CREATE TYPE KeyValue AS (
    key VARCHAR,
    value VARIANT
);

CREATE TYPE Event AS (
    timeUnixNano CHAR(20),
    name VARCHAR,
    attributes KeyValue ARRAY
);

CREATE TYPE Span AS (
    traceId VARCHAR,
    spanId VARCHAR,
    traceState VARCHAR,
    parentSpanId VARCHAR,
    flags BIGINT,
    name VARCHAR,
    kind INT,
    startTimeUnixNano CHAR(20),
    endTimeUnixNano CHAR(20),
    attributes KeyValue ARRAY,
    events Event ARRAY
);

CREATE TYPE Metric AS (
    name VARCHAR,
    description VARCHAR,
    unit VARCHAR,
    sum VARIANT,
    gauge VARIANT,
    summary VARIANT,
    histogram VARIANT,
    exponentialHistogram VARIANT,
    metadata KeyValue ARRAY
);

CREATE TYPE LogRecords AS (
    attributes KeyValue ARRAY,
    timeUnixNano CHAR(20),
    observedTimeUnixNano CHAR(20),
    severityNumber INT,
    severityText VARCHAR,
    flags INT4,
    traceId VARCHAR,
    spanId VARCHAR,
    eventName VARCHAR,
    body VARIANT
);

CREATE TYPE Scope AS (
    name VARCHAR,
    version VARCHAR,
    attributes KeyValue ARRAY
);

CREATE TYPE ScopeSpans AS (
    scope Scope,
    spans Span ARRAY
);

CREATE TYPE ScopeLogs AS (
    scope Scope,
    logRecords LogRecords ARRAY
);

CREATE TYPE ScopeMetrics AS (
    scope Scope,
    metrics Metric ARRAY
);

CREATE TYPE Resource AS (
    attributes KeyValue ARRAY
);

CREATE TYPE ResourceMetrics AS (
    resource Resource,
    scopeMetrics ScopeMetrics ARRAY
);

CREATE TYPE ResourceSpans AS (
    resource Resource,
    scopeSpans ScopeSpans ARRAY
);

CREATE TYPE ResourceLogs AS (
    resource Resource,
    scopeLogs ScopeLogs ARRAY
);

The following graph illustrates the type hierarchy of the custom types defined above:

Diagram that represents the type hierarchy of OTel data in Feldera SQL.

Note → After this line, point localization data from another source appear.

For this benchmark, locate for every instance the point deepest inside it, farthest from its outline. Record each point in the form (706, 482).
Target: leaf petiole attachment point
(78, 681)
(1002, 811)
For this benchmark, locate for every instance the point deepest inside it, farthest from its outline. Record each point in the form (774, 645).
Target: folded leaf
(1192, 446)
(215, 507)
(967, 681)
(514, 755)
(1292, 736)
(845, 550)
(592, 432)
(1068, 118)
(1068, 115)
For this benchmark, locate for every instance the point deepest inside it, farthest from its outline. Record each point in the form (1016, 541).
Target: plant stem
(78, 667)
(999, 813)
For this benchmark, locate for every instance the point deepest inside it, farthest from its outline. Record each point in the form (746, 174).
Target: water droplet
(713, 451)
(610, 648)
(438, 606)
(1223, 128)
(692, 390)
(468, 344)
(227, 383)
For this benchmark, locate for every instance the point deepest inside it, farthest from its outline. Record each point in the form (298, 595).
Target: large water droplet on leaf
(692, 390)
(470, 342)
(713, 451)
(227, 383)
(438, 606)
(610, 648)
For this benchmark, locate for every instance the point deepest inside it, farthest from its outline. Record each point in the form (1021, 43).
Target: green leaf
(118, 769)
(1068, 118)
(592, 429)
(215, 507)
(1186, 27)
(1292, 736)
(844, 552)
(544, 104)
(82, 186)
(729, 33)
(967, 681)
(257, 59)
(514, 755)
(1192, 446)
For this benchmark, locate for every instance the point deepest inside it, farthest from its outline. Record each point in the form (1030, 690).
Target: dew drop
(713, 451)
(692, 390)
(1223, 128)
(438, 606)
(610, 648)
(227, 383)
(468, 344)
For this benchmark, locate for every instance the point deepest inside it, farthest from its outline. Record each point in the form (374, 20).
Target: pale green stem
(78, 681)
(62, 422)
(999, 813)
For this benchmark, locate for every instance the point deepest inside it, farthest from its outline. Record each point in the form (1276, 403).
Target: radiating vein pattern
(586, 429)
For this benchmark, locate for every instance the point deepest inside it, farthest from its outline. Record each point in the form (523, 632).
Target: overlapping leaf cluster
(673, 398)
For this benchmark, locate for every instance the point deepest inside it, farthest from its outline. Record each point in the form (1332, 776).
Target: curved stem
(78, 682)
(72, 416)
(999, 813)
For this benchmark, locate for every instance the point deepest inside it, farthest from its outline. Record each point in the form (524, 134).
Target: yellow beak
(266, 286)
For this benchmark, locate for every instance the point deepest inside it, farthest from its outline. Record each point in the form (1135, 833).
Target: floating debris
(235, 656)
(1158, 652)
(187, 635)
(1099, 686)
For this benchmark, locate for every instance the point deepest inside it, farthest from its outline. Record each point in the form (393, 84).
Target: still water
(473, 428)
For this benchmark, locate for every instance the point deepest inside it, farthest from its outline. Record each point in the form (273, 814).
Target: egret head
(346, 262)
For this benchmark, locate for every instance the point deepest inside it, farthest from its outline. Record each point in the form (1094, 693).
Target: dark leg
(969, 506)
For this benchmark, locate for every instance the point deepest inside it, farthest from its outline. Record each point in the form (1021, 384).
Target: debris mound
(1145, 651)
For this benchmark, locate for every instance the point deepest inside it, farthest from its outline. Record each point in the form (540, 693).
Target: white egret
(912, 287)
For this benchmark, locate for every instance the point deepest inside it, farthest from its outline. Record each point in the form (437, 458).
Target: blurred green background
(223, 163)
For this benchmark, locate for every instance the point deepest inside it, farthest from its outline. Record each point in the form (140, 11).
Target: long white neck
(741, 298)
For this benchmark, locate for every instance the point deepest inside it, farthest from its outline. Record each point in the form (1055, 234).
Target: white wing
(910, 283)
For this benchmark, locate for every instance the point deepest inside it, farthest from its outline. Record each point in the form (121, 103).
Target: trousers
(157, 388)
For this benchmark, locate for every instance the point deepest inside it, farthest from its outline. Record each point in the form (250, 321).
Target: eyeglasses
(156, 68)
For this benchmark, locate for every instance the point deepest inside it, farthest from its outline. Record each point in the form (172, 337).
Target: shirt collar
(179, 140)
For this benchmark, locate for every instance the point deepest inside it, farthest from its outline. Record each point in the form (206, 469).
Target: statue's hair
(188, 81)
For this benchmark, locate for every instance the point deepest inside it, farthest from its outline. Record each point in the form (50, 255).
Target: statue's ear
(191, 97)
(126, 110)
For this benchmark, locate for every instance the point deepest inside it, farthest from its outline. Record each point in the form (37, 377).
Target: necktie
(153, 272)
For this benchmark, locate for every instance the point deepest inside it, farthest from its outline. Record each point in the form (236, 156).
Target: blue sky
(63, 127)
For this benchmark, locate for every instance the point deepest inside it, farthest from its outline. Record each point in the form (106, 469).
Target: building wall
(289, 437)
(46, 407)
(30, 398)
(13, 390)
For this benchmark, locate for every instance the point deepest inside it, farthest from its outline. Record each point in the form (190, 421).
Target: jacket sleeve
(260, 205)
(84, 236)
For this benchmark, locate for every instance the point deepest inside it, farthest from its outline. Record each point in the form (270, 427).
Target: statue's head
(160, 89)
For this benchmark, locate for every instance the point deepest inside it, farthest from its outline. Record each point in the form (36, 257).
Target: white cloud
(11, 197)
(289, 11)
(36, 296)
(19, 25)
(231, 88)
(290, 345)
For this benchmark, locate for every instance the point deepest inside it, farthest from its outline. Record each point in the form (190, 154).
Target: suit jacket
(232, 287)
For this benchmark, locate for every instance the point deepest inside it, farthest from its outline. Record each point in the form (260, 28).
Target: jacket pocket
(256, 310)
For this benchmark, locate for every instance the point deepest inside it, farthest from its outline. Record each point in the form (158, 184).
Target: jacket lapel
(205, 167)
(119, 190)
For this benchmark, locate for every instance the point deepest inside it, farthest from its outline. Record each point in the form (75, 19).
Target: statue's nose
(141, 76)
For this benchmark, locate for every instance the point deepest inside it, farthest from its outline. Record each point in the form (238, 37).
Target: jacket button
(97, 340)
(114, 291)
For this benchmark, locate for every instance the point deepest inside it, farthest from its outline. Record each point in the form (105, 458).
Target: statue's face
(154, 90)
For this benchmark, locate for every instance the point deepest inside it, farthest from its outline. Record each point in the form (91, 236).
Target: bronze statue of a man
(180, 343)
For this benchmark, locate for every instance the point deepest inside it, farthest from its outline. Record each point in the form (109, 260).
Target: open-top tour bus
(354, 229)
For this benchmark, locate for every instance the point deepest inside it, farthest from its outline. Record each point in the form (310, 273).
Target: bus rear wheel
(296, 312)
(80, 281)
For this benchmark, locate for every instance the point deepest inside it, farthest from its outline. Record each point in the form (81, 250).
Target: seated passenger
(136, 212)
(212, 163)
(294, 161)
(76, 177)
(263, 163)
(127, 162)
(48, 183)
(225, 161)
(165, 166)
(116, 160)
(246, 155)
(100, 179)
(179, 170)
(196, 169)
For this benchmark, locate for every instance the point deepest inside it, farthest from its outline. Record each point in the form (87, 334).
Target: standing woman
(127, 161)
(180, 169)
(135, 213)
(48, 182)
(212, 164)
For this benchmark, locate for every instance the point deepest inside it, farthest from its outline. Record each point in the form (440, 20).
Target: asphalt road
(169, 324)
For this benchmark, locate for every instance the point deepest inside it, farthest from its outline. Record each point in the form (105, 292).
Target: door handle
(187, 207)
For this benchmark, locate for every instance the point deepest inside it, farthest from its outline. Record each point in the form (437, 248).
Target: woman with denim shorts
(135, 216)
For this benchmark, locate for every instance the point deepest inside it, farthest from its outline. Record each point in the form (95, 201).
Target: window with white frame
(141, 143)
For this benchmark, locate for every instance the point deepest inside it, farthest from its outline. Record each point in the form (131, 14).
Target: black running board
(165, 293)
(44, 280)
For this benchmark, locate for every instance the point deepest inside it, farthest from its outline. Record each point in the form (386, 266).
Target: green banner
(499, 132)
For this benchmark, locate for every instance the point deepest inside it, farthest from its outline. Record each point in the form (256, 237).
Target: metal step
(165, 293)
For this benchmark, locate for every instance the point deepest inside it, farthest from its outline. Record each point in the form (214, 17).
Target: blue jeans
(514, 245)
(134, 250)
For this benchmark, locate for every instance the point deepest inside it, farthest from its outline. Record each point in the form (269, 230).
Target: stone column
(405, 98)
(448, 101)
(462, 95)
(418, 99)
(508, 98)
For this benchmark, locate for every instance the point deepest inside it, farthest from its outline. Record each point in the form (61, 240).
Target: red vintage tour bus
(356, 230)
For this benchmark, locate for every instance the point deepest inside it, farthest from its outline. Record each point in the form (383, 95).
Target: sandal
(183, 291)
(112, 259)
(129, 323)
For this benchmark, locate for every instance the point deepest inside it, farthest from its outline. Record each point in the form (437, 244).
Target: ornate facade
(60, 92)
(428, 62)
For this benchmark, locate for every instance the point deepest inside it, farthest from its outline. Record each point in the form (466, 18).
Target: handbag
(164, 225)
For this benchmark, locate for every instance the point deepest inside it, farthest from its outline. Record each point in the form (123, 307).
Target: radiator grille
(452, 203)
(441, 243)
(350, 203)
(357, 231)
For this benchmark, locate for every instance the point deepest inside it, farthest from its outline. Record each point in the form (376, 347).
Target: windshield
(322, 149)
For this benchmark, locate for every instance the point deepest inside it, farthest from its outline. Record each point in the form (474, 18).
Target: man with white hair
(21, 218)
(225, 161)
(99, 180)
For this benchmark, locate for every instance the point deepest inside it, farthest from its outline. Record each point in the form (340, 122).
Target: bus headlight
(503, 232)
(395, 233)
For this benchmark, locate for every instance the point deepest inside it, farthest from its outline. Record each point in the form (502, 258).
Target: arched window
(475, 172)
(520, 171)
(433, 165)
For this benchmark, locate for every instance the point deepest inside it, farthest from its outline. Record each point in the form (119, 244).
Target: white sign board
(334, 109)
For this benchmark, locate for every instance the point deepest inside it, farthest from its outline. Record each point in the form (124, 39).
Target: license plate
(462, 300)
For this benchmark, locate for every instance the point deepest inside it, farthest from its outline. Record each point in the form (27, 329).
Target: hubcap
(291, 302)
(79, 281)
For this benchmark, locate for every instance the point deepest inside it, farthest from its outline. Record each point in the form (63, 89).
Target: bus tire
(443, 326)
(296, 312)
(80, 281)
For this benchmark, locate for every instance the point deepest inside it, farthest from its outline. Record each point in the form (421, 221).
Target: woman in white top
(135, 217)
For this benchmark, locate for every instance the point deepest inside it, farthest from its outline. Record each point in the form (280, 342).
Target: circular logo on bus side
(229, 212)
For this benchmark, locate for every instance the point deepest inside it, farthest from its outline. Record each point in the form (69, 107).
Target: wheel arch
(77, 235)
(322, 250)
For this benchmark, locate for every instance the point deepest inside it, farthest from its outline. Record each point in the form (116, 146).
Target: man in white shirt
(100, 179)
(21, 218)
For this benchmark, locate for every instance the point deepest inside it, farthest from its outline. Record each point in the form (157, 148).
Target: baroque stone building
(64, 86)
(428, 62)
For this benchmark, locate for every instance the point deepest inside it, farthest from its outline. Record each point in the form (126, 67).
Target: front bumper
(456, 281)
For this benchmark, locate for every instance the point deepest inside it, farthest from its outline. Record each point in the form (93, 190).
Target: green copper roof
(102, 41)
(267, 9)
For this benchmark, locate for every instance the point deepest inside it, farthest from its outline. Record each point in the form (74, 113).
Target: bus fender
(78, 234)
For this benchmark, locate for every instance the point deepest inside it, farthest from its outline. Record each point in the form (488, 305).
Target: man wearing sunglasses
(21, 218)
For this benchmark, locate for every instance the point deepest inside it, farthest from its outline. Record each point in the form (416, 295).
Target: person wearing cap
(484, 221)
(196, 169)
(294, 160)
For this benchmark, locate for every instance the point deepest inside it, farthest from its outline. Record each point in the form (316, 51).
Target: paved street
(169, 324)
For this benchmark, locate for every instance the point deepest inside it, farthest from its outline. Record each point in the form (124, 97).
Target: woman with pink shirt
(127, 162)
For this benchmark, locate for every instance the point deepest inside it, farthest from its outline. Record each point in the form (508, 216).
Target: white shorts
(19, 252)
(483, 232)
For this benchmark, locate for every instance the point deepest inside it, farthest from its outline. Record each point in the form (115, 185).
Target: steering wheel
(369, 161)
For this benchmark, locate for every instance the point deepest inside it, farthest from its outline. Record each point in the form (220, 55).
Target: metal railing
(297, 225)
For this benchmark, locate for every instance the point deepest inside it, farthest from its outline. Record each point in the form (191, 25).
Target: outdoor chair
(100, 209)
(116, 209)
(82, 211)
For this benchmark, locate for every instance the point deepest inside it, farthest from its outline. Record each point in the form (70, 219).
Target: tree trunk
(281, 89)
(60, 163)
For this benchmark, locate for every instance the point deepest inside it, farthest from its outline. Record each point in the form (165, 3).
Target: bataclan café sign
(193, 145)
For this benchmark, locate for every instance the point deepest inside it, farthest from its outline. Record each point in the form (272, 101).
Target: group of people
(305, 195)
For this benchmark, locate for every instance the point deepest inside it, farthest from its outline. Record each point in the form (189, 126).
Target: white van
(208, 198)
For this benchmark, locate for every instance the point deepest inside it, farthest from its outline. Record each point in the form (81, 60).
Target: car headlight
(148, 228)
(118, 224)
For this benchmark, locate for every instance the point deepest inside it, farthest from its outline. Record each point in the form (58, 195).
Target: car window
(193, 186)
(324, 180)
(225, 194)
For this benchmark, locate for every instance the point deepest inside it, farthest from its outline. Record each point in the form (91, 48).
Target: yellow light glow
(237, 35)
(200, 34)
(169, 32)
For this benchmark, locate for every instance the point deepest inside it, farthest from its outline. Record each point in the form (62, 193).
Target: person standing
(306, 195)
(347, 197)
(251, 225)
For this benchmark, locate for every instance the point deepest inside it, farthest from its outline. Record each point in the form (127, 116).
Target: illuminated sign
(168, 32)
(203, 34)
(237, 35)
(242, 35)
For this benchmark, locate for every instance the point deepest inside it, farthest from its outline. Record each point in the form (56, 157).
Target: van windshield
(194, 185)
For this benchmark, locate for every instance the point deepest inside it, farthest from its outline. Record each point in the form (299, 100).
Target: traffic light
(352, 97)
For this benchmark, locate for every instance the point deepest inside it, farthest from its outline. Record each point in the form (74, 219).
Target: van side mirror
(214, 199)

Note that value in the type KeyValue is of type VARIANT. VARIANT is designed to be used for dynamically typed values and JSON objects. (VARIANT docs)

Now that we have the type definitions to represent the OTel data, we create tables. Tables in Feldera model input data streams.

-- Input table that ingests resource spans from the collector.
CREATE TABLE otel_traces (
    resourceSpans ResourceSpans ARRAY
) WITH ('append_only' = 'true');

-- Input table that ingests resource logs from the collector.
CREATE TABLE otel_logs (
    resourceLogs ResourceLogs ARRAY
) WITH ('append_only' = 'true');

-- Input table that ingests resource metrics from the collector.
CREATE TABLE otel_metrics (
    resourceMetrics ResourceMetrics ARRAY
) WITH ('append_only' = 'true');

Feldera operates on changes, so any input may be an insertion or deletion. Setting 'append_only' = 'true' allows Feldera to potentially optimize the programs better and ensures only insertions are supported for this table.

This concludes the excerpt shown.